Time really does fly, doesn't it? One minute your puppy or kitten is getting into everything, and the next thing you know your vet is saying Fluffy or Milo is now "over the hill". Our older pets deserve some special care and consideration. Even though things might look good on the surface, it is possible that they are developing some early disease. If detected early enough, many issues can be treated or at least slowed down enough to give our pets a longer, better quality life.
We recommend yearly wellness bloodwork for all of our geriatric pets to help us screen for many different diseases. Have you ever wondering what all those "things" are that we are investigating we recommend bloodwork? Keep reading, and hopefully by the end you will have a better understanding of the bloodwork we are requesting for your geriatric pets.
Complete Blood Count (CBC)This is the most common blood test performed on pets and people. A CBC gives information on hydration status, anaemia, infection, the blood's clotting ability, and the ability of the immune system to respond.
Red Cell Count measures the total number of red blood cells per volume of blood. It is used in detecting anaemia and other disorders of red blood cells. MCV (Mean Cell Volume) measures the volume of the individual red blood cell.
Reticulocytes are immature red blood cells. High levels indicate rebuilding of red blood cell numbers.
Blood chemistriesThese common blood serum tests evaluate organ function, electrolyte status, hormone levels and more.
What do you have to worry about as your pet ages? Our senior pets have increased risk for developing certain conditions and we have put together a list of the top 9 concerns.
This painful, degenerative joint disease affects most pets at some point during their senior years. If your dog or cat seems reluctant to go up and down stairs, is no longer willing to jump into and out of the car or onto and off of furniture or if they seems stiff after standing up, talk to your veterinarian. Your vet may be able to prescribe medicine that can help with arthritis pain, and may also recommend other management strategies, like weight loss (if your pet is overweight), acupuncture or massage.

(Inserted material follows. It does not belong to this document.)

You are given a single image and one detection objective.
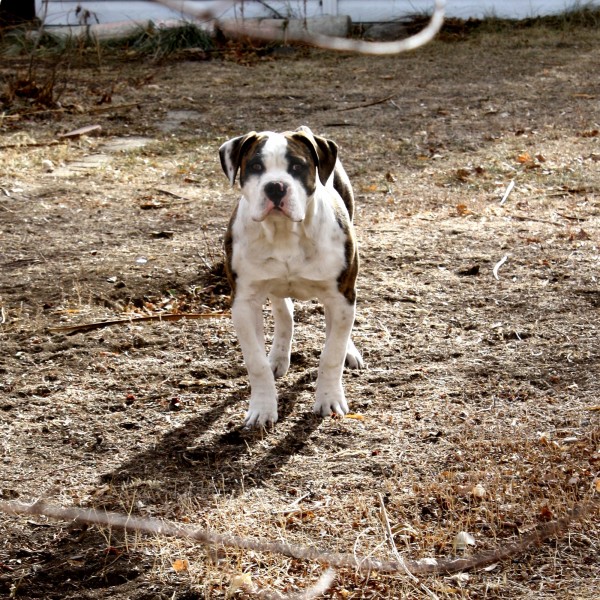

2. Deafness - Cats can experience hearing loss. The loss may be barely noticeable, or, as in the case of some cats, the hearing loss can be total. As dogs age, the sense of hearing tends to go. While you can’t purchase hearing aids for a deaf dog, you can still communicate with him. Teach him hand signals, and consider stomping your foot so he feels the vibrations and knows you’re still nearby or use the time-honored method of going to him to alert him that it’s dinnertime. He’ll appreciate it.
3. Blindness - Both dogs and cats can show a bluish transparent "haze" in the pupil area. This is a normal effect of aging, and the medical term for this is lenticular sclerosis. Vision does not appear to be affected. This is NOT the same as cataracts. Cataracts are white and opaque. Vision can be affected by cataracts, and your vet needs to be consulted.
Check out this cat and dog pair: http://www.lifewithdogs.tv/2014/10/blind-and-deaf-dog-has-guide-cat-best-friend/
4. Metabolic disease - The "big 4" are kidney, liver, thyroid and diabetes. We recommend yearly bloodwork to screen for these diseases. Next week we will go more in depth about the bloodwork that we recommend.
Cognitive Dysfunction - Yes, pets can go a bit senile as they age. Stay tuned for more info later in the month.
Cancer - A scary one for most of us to consider, but as our pets live longer they are at greater risk for developing cancer. Take your pet to the vet if you notice weight loss or loss of appetite; lumps or bumps that increase in size; sores that don’t heal; bleeding or other discharge from the mouth, nose or anus; or unusual body odor. These can all be warning signs of cancer. A pet with cancer may have difficulty breathing, urinating or defecating and he also may exhibit a noticeable lack of energy, difficulty eating or swallowing or unexplained lameness.
Bumps and Lumps - Not all lumps are scary. A lot of animals just old age skin tags and lumps, just like us. But see you veterinarian, just to be on the safe side.
Urinary Incontinence - There are many underlying medical conditions that can cause our older pets to become incontinent. However, sometimes as they get older things can simply get a bit....leaky. The good news is that if it is true urinary incontinence, there are treatments that are effective in most cases.
Obesity - This can be a health issue for all ages. But older pets have a harder time carrying around that extra weight, especially if they also have arthritis or other joint issues. Talk with your vet about how to best help your pet lose weight.